A 425-million-year-old Kampecaris obanensis millipede fossil is the world's oldest "bug." It is older than any known fossil of an insect, arachnid or other related creepy-crawly and it was found on the Scottish island of Kerrera.

It's about 75 million years younger than the age other scientists have estimated the oldest millipede to be using a technique known as molecular clock dating, which is based on DNA's mutation rate. Other research using fossil dating found that the oldest fossil of a land-dwelling, stemmed plant (also from Scotland) is 425 million years old and 75 million years younger than molecular clock estimates.

Although it's certainly possible there are older fossils of both bugs and plants, they haven't been found -- even in deposits known for preserving delicate fossils from this era -- which could indicate that the ancient millipede and plant fossils that have already been discovered are the oldest specimens.
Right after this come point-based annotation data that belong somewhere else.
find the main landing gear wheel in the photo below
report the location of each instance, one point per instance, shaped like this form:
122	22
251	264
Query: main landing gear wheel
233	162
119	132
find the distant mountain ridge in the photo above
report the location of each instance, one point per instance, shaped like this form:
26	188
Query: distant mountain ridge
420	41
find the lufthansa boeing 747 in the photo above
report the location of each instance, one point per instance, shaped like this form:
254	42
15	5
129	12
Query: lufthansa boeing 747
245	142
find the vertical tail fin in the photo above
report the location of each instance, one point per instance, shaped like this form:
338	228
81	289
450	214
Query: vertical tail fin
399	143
Fossilization is bordering on the miraculous anyway and this could easily be the oldest that will ever be found.

If that's the case, it also means both bugs and plants evolved much more rapidly than the timeline indicated by the molecular clock. Bountiful bug deposits have been dated to just 20 million years later than the fossils. And by 40 million years later, there's evidence of thriving forest communities filled with spiders, insects and tall trees. If this holds up, bugs and plants evolved much more rapidly than some scientists believe, going from lake-hugging communities to complex forest ecosystems in just 40 million years.
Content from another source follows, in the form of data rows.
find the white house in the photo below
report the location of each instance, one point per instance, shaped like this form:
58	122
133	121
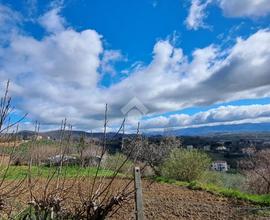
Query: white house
189	147
221	148
220	165
207	148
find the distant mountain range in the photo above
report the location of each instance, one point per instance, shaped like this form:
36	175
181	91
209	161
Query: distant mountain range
237	128
201	131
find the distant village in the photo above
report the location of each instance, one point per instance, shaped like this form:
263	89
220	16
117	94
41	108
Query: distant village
226	151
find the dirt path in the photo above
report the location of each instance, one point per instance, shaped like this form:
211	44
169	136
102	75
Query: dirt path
164	201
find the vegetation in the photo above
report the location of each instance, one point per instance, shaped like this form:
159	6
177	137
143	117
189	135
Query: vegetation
115	160
185	165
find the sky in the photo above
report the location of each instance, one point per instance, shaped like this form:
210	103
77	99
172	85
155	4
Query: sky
166	63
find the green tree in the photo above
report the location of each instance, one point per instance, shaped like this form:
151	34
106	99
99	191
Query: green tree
185	165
One reason for the delay in addressing the age of the ancient millipedes could be the difficulty of extracting zircons -- a microscopic mineral needed to precisely date the fossils -- from the ashy rock sediment in which the fossil was preserved. As an undergraduate researcher, Stephanie Suarez, a doctoral student at the University of Houston, developed a technique for separating the zircon grain from this type of sediment. It's a process that takes practice to master. The zircons are easily flushed away when trying to loosen their grip on the sediment. And once they are successfully released from the surrounding rock, retrieving the zircons involves an eagle-eyed hunt with a pin glued to the tip of a pencil.

As an undergraduate, Suarez used the technique to find that a different millipede specimen, thought to be the oldest bug specimen at the time, was about 14 million years younger than estimated -- a discovery that stripped it of the title of oldest bug. Using the same technique, this study passes the distinction along to a new specimen.